Iphigenia in Aulis
Euripides
Euripides. The Plays of Euripides, Translated into English Prose from the Text of Paley. Vol. II. Coleridge, Edward P., translator. London: George Bell and Sons, 1891.
- Her father, he that begot her, is on the point of slaying your daughter with his own hand.
- How? That for your story, old man! you are mad.
- Severing with a sword the hapless girl’s white throat.
- Ah, alas for me! Does my husband happen to have gone mad?
- No; he is sane, except where you and your daughter are concerned; there he is mad.
- What is his reason? what vengeful fiend impels him?
- Oracles, at least so Calchas says, in order that the army may start—
- Where? Alas for me, and for the one her father is going to kill!
- To the halls of Dardanus, that Menelaus may recover Helen.
- So Helen’s return then was fated to affect Iphigenia?
- You know all; her father is about to offer your child to Artemis.
- But that marriage—what pretext had it for bringing me from home?
- An inducement to you to bring your daughter cheerfully, to wed her to Achilles.

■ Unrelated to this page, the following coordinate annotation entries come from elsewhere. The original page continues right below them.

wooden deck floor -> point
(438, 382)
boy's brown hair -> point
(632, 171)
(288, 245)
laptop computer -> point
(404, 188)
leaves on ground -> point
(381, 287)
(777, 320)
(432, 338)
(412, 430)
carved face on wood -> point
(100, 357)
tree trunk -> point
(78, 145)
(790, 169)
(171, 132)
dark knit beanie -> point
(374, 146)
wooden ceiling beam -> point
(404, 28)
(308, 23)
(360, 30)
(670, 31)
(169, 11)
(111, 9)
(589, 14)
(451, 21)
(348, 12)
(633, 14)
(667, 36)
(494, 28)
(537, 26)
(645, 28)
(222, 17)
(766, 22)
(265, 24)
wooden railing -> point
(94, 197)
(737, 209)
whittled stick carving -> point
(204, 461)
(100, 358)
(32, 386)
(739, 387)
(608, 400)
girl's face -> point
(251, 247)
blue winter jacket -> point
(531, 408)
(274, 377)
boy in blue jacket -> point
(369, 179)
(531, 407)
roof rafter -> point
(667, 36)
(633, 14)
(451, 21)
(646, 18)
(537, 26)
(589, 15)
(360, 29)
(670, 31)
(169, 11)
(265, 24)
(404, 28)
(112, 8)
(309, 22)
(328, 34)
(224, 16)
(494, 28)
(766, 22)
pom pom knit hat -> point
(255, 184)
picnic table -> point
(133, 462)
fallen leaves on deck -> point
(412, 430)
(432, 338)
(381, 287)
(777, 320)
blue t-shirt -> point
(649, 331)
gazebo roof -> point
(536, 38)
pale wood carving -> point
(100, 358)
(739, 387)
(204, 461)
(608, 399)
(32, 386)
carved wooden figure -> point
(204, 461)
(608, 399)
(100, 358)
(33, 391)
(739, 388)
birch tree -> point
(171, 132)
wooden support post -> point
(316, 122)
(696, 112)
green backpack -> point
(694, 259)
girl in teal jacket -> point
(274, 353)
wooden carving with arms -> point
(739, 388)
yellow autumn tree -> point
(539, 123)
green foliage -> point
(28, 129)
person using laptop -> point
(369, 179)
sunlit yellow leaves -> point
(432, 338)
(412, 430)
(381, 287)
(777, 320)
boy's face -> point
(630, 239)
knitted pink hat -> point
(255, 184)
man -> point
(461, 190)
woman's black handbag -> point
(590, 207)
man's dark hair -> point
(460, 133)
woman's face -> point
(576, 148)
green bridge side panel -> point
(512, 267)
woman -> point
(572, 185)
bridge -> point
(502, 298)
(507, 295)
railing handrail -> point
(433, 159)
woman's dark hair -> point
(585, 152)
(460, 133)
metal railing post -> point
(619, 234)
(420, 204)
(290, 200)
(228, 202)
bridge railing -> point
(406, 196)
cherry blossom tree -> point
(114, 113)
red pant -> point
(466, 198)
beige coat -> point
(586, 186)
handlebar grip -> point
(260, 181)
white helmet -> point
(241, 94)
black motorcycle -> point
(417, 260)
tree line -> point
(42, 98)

- On a deadly errand have you come, my daughter, both you, and I, your mother.
- Piteous the lot of both of you, and dreadful Agamemnon’s venture.
- Alas, I am undone; my eyes can no longer hold their tears.
- If the loss[*](Reading with Wecklein εἴπερ ἄλλ᾽ εἰκὸς. Paley retains the old reading εἴπερ ἀλγεινὸν. Hartung gives οὐ γὰρ ἄλογόν ἐστι. Kirchhoff οὐ γὰρ ἀλλ᾽ εἰκὸς.) of children is painful, shed your tears.
- From where, old man, do you say you had this news?
- I had started to carry you a letter referring to the former writing.
- Forbidding or combining to urge my bringing the child to her death?